Namun jika jumlah pemilihnya saja kurang dari 4,25 juta orang, maka pemungutan suara ulang tidak ada artinya. Sebab, jika pun Prabowo - Hatta memenangi seluruh suara pemilih, tetap saja perolehan suaranya lebih banyak Jokowi - JK. Sebagai contoh, jika Papua jadi pokok masalah sehingga perlu dilakukan pemungutan suara ulang, jumlah pemilih di sana hanya 1,5 juta, sehingga jika pun semua pemilih Papua memilih Prabowo - Hatta, hasilnya tetap Jokowi-Hatta yang menang.
Saya menyadari kekecewaan Prabowo jika gugatannya ditolak oleh MK. Sepanjang 15 tahun terakhir pikiran dan tenaganya dicurahkan untuk terpilih menjadi presiden. Sementara pada saat-sat akhir ini, tim kampanye dan tim hukumnya tampak tampil meyakinkan di hadapan Prabowo, bahwa dia seharunya yang menang pemilu.
Entah ilmu apa yang ditanamkan ke benak Prabowo oleh orang-orang sekitarnya itu, sehingga Prabowo masih yakin bahwa dirinya tidak menjadi presiden terpilih karena dicurangi dan dizalimi.
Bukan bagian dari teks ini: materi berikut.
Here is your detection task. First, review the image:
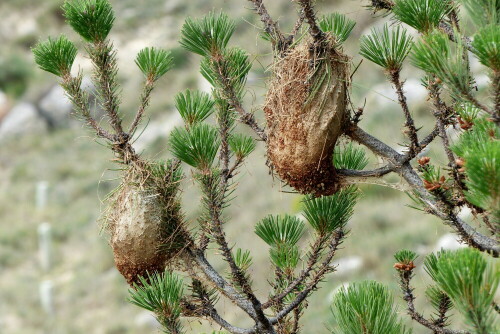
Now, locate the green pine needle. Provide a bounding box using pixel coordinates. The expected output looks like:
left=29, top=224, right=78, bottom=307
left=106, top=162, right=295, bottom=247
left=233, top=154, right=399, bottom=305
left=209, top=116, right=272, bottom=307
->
left=411, top=30, right=470, bottom=96
left=392, top=0, right=453, bottom=34
left=472, top=24, right=500, bottom=72
left=303, top=187, right=359, bottom=234
left=424, top=248, right=500, bottom=333
left=451, top=118, right=500, bottom=217
left=135, top=48, right=174, bottom=81
left=319, top=13, right=356, bottom=46
left=62, top=0, right=115, bottom=43
left=331, top=281, right=411, bottom=334
left=457, top=102, right=481, bottom=124
left=175, top=89, right=215, bottom=126
left=32, top=36, right=78, bottom=77
left=170, top=123, right=220, bottom=171
left=425, top=285, right=453, bottom=314
left=459, top=0, right=500, bottom=27
left=269, top=243, right=300, bottom=270
left=359, top=25, right=413, bottom=72
left=333, top=142, right=368, bottom=170
left=394, top=249, right=418, bottom=264
left=255, top=215, right=304, bottom=246
left=180, top=12, right=236, bottom=57
left=129, top=271, right=184, bottom=333
left=200, top=47, right=252, bottom=97
left=233, top=248, right=252, bottom=271
left=229, top=134, right=255, bottom=159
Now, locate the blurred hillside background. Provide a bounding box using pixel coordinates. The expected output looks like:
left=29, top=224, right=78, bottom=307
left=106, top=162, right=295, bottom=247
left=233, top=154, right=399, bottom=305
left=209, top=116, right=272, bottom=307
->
left=0, top=0, right=487, bottom=334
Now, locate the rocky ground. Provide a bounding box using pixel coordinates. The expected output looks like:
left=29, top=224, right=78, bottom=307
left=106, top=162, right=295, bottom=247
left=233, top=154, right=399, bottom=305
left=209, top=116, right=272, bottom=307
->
left=0, top=0, right=484, bottom=334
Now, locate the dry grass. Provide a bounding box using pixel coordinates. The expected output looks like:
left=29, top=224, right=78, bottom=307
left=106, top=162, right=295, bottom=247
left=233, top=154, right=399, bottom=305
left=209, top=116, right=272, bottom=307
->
left=264, top=40, right=349, bottom=195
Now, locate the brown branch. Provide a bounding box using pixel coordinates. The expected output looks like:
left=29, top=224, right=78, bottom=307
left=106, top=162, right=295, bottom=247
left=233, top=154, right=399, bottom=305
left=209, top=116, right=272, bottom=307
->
left=336, top=165, right=394, bottom=177
left=61, top=74, right=114, bottom=142
left=262, top=236, right=324, bottom=309
left=270, top=230, right=345, bottom=324
left=298, top=0, right=325, bottom=44
left=398, top=163, right=500, bottom=257
left=186, top=248, right=257, bottom=320
left=128, top=79, right=154, bottom=135
left=346, top=126, right=500, bottom=257
left=398, top=270, right=470, bottom=334
left=212, top=57, right=267, bottom=142
left=197, top=175, right=274, bottom=333
left=248, top=0, right=289, bottom=52
left=389, top=70, right=419, bottom=156
left=88, top=41, right=124, bottom=136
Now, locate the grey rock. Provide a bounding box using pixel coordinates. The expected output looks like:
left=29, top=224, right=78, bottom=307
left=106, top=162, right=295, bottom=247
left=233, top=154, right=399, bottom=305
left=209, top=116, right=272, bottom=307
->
left=434, top=233, right=467, bottom=252
left=333, top=256, right=363, bottom=275
left=134, top=311, right=160, bottom=329
left=0, top=102, right=47, bottom=140
left=38, top=85, right=73, bottom=127
left=38, top=77, right=104, bottom=128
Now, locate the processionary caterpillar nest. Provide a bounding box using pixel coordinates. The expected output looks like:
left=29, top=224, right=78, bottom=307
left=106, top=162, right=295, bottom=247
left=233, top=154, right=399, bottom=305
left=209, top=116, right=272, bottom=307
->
left=105, top=162, right=188, bottom=285
left=264, top=41, right=349, bottom=196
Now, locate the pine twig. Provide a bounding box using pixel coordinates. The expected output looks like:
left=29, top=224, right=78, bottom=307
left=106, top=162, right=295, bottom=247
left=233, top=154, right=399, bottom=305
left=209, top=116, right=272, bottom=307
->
left=346, top=125, right=500, bottom=257
left=398, top=270, right=470, bottom=334
left=262, top=236, right=324, bottom=309
left=128, top=79, right=154, bottom=135
left=248, top=0, right=288, bottom=52
left=390, top=70, right=419, bottom=155
left=270, top=230, right=345, bottom=324
left=298, top=0, right=325, bottom=44
left=62, top=74, right=114, bottom=142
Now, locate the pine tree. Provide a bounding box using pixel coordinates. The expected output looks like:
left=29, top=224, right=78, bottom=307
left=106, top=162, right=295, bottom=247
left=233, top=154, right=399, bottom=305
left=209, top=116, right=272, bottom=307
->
left=33, top=0, right=500, bottom=334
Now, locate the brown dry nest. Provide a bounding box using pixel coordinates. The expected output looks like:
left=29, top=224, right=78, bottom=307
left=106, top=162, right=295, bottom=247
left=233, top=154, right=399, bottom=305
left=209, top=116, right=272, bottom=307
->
left=264, top=41, right=349, bottom=196
left=104, top=162, right=189, bottom=285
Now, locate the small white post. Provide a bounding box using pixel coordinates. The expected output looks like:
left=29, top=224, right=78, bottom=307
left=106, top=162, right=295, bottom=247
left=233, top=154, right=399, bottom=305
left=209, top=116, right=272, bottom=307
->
left=36, top=181, right=49, bottom=210
left=38, top=223, right=52, bottom=272
left=39, top=280, right=54, bottom=317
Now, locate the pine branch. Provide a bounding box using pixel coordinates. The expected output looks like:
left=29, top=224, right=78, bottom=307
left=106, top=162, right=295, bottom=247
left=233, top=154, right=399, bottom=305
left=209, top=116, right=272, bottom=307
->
left=128, top=80, right=154, bottom=136
left=390, top=71, right=420, bottom=156
left=61, top=74, right=114, bottom=142
left=398, top=269, right=470, bottom=334
left=270, top=230, right=345, bottom=324
left=87, top=41, right=124, bottom=136
left=196, top=175, right=274, bottom=333
left=213, top=55, right=267, bottom=142
left=248, top=0, right=288, bottom=52
left=427, top=82, right=465, bottom=199
left=187, top=248, right=258, bottom=321
left=297, top=0, right=326, bottom=45
left=346, top=126, right=500, bottom=257
left=262, top=235, right=325, bottom=309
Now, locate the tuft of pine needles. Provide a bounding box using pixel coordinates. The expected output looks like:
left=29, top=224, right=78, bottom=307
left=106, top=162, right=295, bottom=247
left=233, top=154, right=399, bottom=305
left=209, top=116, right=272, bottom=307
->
left=180, top=12, right=236, bottom=57
left=424, top=248, right=500, bottom=334
left=229, top=134, right=255, bottom=159
left=392, top=0, right=453, bottom=34
left=62, top=0, right=115, bottom=43
left=359, top=24, right=413, bottom=72
left=174, top=89, right=215, bottom=126
left=135, top=47, right=174, bottom=82
left=255, top=215, right=304, bottom=246
left=129, top=271, right=184, bottom=334
left=472, top=24, right=500, bottom=72
left=303, top=186, right=359, bottom=234
left=32, top=36, right=78, bottom=77
left=319, top=13, right=356, bottom=46
left=331, top=281, right=411, bottom=334
left=333, top=142, right=368, bottom=170
left=170, top=123, right=220, bottom=171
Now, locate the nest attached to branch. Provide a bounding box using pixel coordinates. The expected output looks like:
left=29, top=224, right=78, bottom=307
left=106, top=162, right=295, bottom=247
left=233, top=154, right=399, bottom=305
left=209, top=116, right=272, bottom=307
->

Menjadi kewajiban moral bagi orang-orang di sekeliling Prabowo untuk menunjukkan fakta senyatanya, dan mengajak kembali ke yang benar. Sebab itulah sebaik-baiknya nasihat pada sahabat yang sedang susah. Jika begitu, maka setelah putusan MK nanti, takkan terdengar gugatan-gugatan dari Prabowo.